Baicalin attenuates LPS-induced periodontal inflammation response by inhibiting autophagy

Periodontal disease causes gradual damage to the periodontal ligament and alveolar bone, ultimately resulting in tooth loss. This condition This condition results from the intricate interaction between bacterial infections and the host's inflammatory responses, driving disease progression. Autophagy, an essential process for cellular balance under stress, plays a vital role in the response to periodontal pathogens. Baicalin (BA), a flavonoid extracted from Scutellaria baicalensis, is recognized for its potent anti-inflammatory effects. However, its influence on autophagy in periodontal health is not fully characterized, representing a vital gap in therapeutic understanding. This study investigates the therapeutic potential of BA in periodontal disease by examining its regulatory effects on autophagy and inflammation in PDLCs. Periodontal ligament cells (PDLCs) were exposed to various concentrations of BA, and cell proliferation was measured using the CCK-8 assay. Anti-inflammatory responses were analyzed by quantitative real-time PCR (qRT-PCR) and enzyme-linked immunosorbent assay (ELISA).

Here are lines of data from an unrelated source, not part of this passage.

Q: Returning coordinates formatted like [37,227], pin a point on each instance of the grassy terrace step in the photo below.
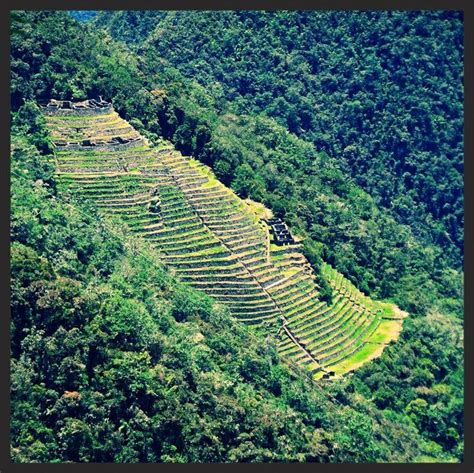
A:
[327,327]
[343,351]
[215,242]
[344,343]
[332,342]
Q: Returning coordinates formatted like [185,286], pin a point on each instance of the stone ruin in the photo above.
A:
[280,231]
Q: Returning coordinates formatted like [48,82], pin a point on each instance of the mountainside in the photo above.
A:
[115,359]
[381,91]
[215,241]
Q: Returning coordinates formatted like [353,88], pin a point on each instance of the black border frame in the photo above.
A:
[5,464]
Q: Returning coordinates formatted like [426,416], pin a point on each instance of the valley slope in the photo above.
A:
[217,242]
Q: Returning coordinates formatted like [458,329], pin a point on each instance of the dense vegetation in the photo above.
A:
[338,81]
[114,360]
[378,195]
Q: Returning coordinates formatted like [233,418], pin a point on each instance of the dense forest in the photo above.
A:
[347,124]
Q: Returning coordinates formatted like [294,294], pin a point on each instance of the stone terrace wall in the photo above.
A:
[77,112]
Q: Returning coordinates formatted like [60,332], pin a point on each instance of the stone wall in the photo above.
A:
[77,112]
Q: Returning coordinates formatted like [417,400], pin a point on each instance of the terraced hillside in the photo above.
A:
[217,242]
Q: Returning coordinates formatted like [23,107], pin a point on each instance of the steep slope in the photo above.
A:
[215,241]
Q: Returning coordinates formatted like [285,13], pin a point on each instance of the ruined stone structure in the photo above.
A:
[215,242]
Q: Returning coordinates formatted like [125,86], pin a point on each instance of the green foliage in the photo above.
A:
[114,360]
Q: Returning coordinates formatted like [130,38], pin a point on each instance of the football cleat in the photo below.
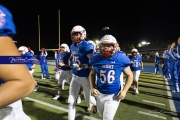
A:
[56,97]
[94,109]
[90,107]
[36,88]
[136,91]
[78,100]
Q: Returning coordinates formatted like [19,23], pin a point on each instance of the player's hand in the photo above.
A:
[76,66]
[61,64]
[122,94]
[94,92]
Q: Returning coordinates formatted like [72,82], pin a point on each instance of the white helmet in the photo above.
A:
[108,40]
[134,50]
[23,49]
[66,47]
[79,29]
[94,44]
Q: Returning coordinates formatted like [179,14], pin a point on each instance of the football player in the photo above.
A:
[44,65]
[108,65]
[81,51]
[136,67]
[18,84]
[64,72]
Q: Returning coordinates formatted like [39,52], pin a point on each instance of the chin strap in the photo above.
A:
[107,53]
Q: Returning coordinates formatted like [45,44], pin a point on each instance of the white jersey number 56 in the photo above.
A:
[109,76]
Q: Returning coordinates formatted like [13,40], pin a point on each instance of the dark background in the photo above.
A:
[157,22]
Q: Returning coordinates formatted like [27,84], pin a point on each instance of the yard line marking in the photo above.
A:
[60,108]
[150,84]
[153,115]
[153,102]
[172,106]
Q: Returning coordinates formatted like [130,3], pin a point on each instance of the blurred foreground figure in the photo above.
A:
[15,85]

Autophagy levels were quantified using immunofluorescence, transmission electron microscopy (TEM), and Western blotting. To identify potential targets of BA, an integrated approach combining network pharmacology and RNA sequencing (RNA-Seq) was employed. These analyses were subsequently validated using qRT-PCR, molecular docking and dynamics simulations. BA significantly reduced lipopolysaccharide (LPS)-induced inflammatory responses in PDLCs, as evidenced by a decrease in the levels of interleukin (IL)-1β and IL-6. RNA-Seq analysis indicated that these effects were associated with autophagy-related processes. Notably, BA decreased Beclin-1 levels, reduced the LC3BII/I ratio, diminished LC3B protein staining, and decreased the number of autophagosomes. Furthermore, BA triggered the activation of the PI3K/AKT/mTOR pathway, demonstrated by the increased phosphorylation of these proteins. BA acts as a protective agent against LPS-induced periodontal inflammation by modulating autophagy, positioning it as a promising candidate for future periodontal therapies.